Update 5:26 p.m.: It was the United States Fish & Wildlife Service, not the FBI. Also, no charges have been filed.

Update 8:47 p.m.: To further clarify, the blockquote has been replaced to reflect the update to the Nashville Post story.

I'm an Ibanez man, myself, but any assault against musical companies pushes my buttons.
This seems such a symbolic act to me. Almost as if the PRIMARY aspect of the operation was for a government agency to be seen to tear down one of the quintessential icons of the USA in full view - as if goading you to stop them.

The repeated humiliation must be taking its toll.
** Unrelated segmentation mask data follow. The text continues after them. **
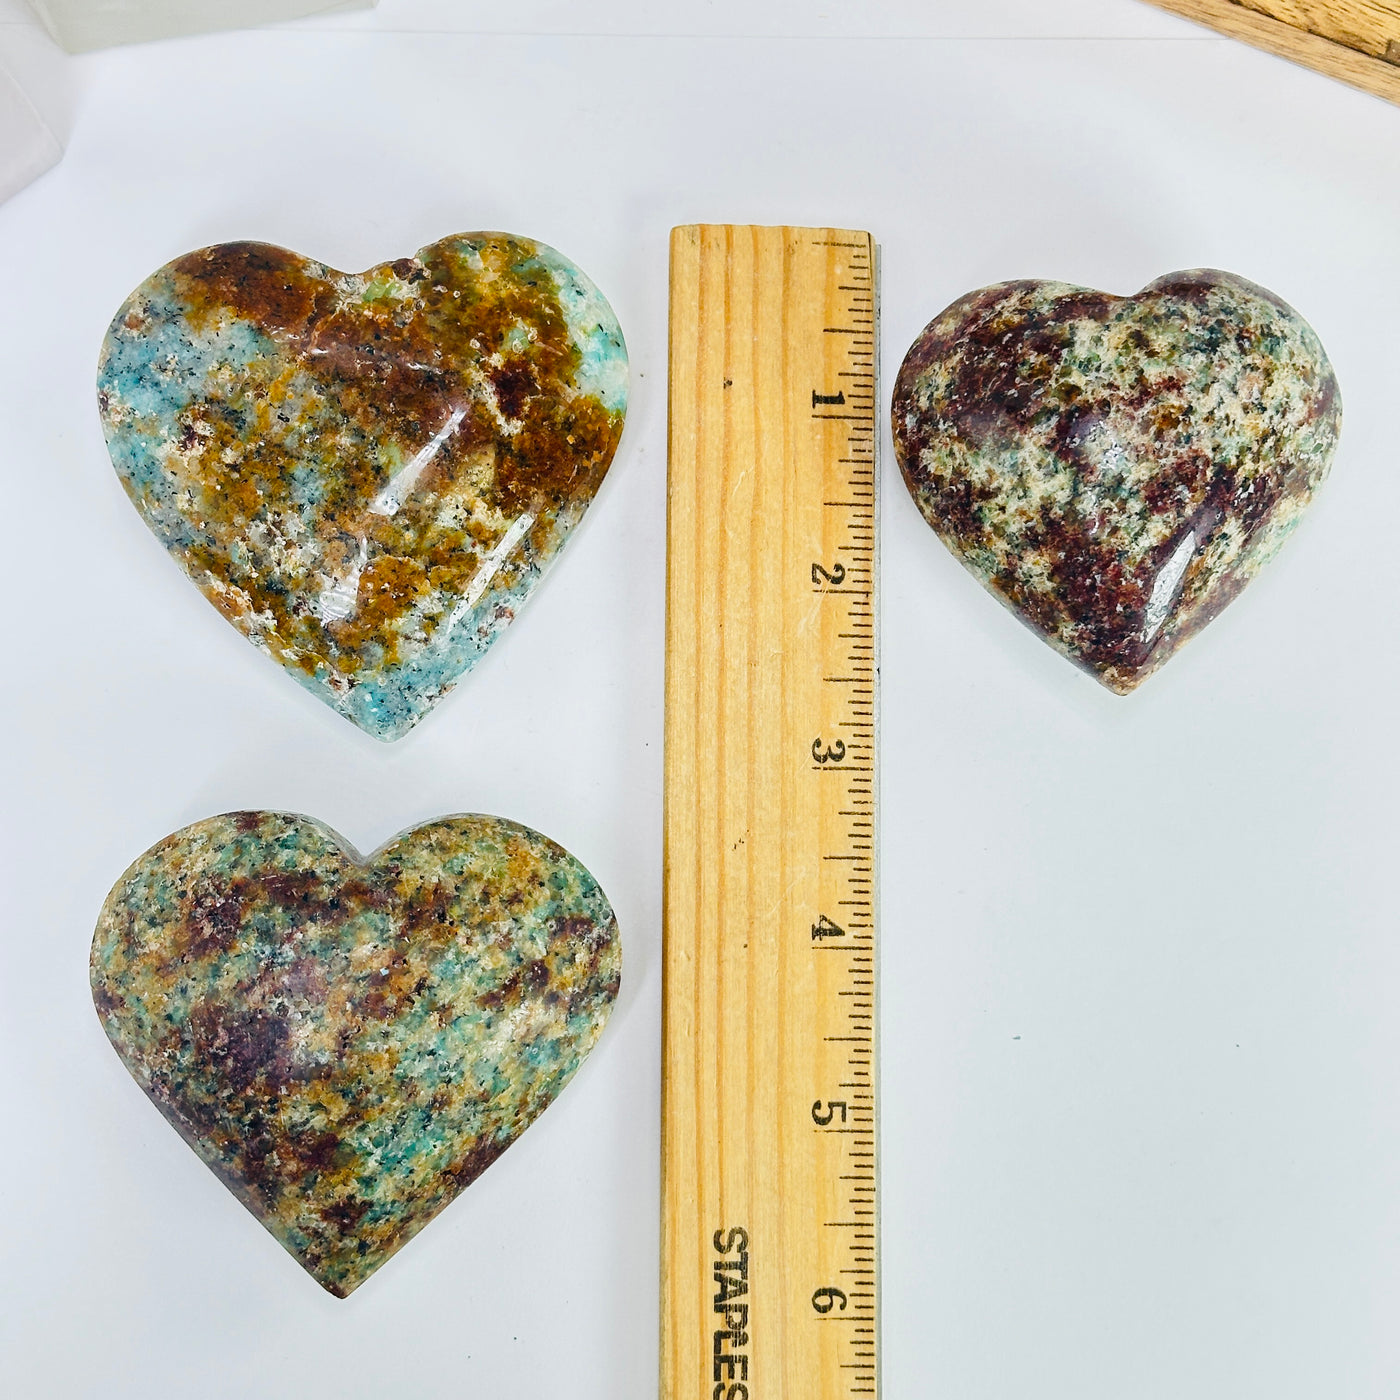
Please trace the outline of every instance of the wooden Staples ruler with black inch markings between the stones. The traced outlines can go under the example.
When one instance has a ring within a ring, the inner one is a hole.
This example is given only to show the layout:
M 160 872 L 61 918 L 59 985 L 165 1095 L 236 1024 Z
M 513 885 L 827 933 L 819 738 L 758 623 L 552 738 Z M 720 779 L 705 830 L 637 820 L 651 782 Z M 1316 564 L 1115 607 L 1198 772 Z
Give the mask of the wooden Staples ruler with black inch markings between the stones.
M 878 1389 L 874 262 L 671 239 L 664 1400 Z

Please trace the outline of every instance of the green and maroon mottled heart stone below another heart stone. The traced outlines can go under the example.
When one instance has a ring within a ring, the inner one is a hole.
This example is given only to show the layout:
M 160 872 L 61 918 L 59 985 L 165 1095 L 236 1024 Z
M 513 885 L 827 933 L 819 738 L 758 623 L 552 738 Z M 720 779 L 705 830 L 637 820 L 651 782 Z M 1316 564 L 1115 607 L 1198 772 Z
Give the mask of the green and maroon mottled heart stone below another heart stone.
M 493 816 L 367 860 L 302 816 L 196 822 L 116 882 L 91 962 L 132 1077 L 340 1298 L 554 1100 L 619 974 L 598 882 Z

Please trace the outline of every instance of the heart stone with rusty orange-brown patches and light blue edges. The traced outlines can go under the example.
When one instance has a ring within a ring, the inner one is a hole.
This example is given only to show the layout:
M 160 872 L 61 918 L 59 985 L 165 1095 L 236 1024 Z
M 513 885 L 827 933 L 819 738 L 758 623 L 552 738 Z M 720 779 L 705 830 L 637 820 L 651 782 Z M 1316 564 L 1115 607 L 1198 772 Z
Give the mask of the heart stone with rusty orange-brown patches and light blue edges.
M 253 645 L 379 739 L 514 619 L 612 461 L 627 351 L 566 258 L 462 234 L 367 273 L 168 263 L 98 367 L 112 462 Z

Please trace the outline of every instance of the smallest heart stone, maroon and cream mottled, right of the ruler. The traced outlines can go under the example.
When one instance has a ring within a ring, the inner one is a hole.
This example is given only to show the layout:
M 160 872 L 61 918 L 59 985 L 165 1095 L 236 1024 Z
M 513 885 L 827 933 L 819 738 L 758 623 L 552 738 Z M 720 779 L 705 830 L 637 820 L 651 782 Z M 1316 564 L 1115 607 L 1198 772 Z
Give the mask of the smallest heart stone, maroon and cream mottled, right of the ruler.
M 895 451 L 944 543 L 1126 694 L 1273 557 L 1327 475 L 1341 399 L 1273 293 L 1179 272 L 1135 297 L 1008 281 L 914 342 Z

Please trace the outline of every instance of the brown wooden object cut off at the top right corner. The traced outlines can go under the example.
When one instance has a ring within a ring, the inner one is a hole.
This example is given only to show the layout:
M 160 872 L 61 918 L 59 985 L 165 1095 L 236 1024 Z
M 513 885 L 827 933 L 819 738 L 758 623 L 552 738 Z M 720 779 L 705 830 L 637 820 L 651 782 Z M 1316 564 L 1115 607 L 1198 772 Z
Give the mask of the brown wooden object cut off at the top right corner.
M 1379 0 L 1148 0 L 1221 34 L 1400 102 L 1400 7 Z

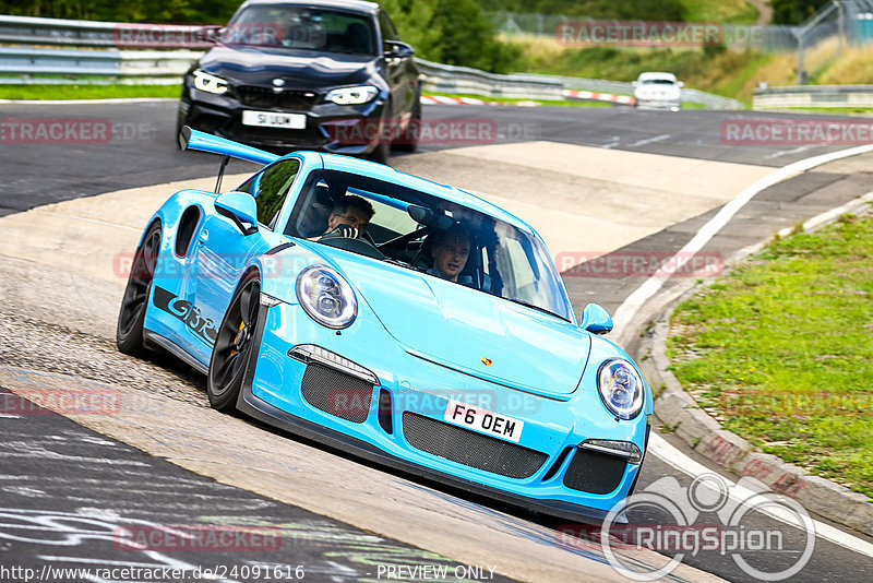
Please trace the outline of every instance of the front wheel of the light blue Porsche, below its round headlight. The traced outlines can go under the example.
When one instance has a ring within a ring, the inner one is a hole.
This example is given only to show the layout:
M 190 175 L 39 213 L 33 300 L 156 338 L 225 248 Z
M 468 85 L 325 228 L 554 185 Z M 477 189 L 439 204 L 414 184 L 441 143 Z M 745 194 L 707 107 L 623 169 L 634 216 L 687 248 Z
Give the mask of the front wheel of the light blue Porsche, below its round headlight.
M 246 367 L 254 347 L 254 331 L 261 298 L 261 281 L 250 272 L 230 299 L 225 312 L 206 377 L 210 405 L 223 413 L 236 409 L 237 397 L 246 377 Z

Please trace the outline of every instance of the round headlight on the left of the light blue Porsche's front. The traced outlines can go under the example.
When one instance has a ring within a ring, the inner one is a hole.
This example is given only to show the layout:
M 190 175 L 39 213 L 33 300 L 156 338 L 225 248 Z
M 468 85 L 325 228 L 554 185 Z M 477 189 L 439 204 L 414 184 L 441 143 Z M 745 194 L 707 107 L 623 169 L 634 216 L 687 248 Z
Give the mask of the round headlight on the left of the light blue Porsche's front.
M 351 286 L 325 265 L 312 265 L 300 272 L 297 297 L 310 318 L 323 326 L 348 328 L 358 316 L 358 301 Z

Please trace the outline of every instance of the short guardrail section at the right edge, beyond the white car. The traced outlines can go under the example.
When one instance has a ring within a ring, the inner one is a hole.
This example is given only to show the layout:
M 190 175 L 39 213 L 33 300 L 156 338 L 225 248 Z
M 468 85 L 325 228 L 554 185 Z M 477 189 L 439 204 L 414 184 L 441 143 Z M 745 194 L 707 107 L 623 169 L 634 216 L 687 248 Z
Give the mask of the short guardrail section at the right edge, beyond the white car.
M 752 109 L 873 107 L 873 85 L 793 85 L 755 90 Z

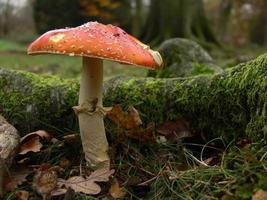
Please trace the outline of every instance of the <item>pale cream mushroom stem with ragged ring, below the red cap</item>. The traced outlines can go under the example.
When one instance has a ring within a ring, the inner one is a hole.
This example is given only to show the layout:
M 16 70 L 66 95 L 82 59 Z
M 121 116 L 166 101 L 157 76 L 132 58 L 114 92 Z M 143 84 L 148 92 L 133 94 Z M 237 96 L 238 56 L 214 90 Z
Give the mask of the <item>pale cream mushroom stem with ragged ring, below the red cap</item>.
M 91 167 L 109 167 L 108 142 L 106 139 L 102 107 L 103 61 L 83 57 L 80 84 L 79 117 L 80 134 L 85 159 Z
Could the future of your republic be in any more peril than it is right now? It's bad enough here in Blighty, but it's sad (and very frightening) to see you lose your confidence and fold like we did in the early '80s.
Quote:Feds seek forfeiture of more Gibson wood

Agent's affidavit cites CEO's press conference in asserting guitar maker knowingly violated Lacey Act
Published September 28, 2011 by J.R. Lind


The federal government has filed a new forfeiture complaint against renowned local guitar maker Gibson.

In addition to now-two-year-old forfeiture of Malagay ebony sought by the U.S. Fish & Wildlife Service, the Nashville icon now faces the civil forfeiture of Indian wood seized in late June, which led to a raid in August on the company's Nashville and Memphis offices.

According to an affidavit sworn by FWS Special Agent Kevin Seiler, the wood — upon export from India — was classified as "finished parts of musical instruments," which is permitted under Indian law. However, the exported wood was, in fact, a batch of 1,250 sawn logs, unfinished. This is a violation of Indian law and, therefore, a violation of the Lacey Act, according to the complaint.

"Because the description and ... code ... are fraudulent, the shipment paperwork as to the [wood] was deceptive, concealed the true nature of the import and fraudulently presented as a shipment that would be legal to export from India, even though it clearly was not a legally exported or imported shipment," Seiler testified.

Seiler traces the wood in question to Gibson's importer, Luthiers Mercantile, itself owned by German company Theodor Nagel GmbH, and back to India, claiming a series of false customs codes throughout shipment.

Later, Seiler uses Gibson CEO Henry Juszkiewicz's Aug. 25 press conference as evidence he was aware that importing unfinished Indian wood was a violation of that country's laws and thus, by extension, the Lacey Act. That regulation prohibits the importation of certain types of lumber into the United States if the exportation of the wood violates the laws of the country of origin.

"[I]t is clear that Gibson understands the purpose of the Lacey Act, and understands that the Defendant Property, which is fingerboard blanks, are not finished fingerboards and thus Gibson is aware that its order for fingerboard blanks was an order for contraband ebony wood or ebony wood which is illegal to possess," Seiler wrote.

While the investigation into the Indian wood was unfolding, the U.S. Attorney requested a stay in the Malagay wood forfeiture case. With the filing of the newest complaint, the original seizure claim was dismissed with an eye to combine the two forfeiture claims.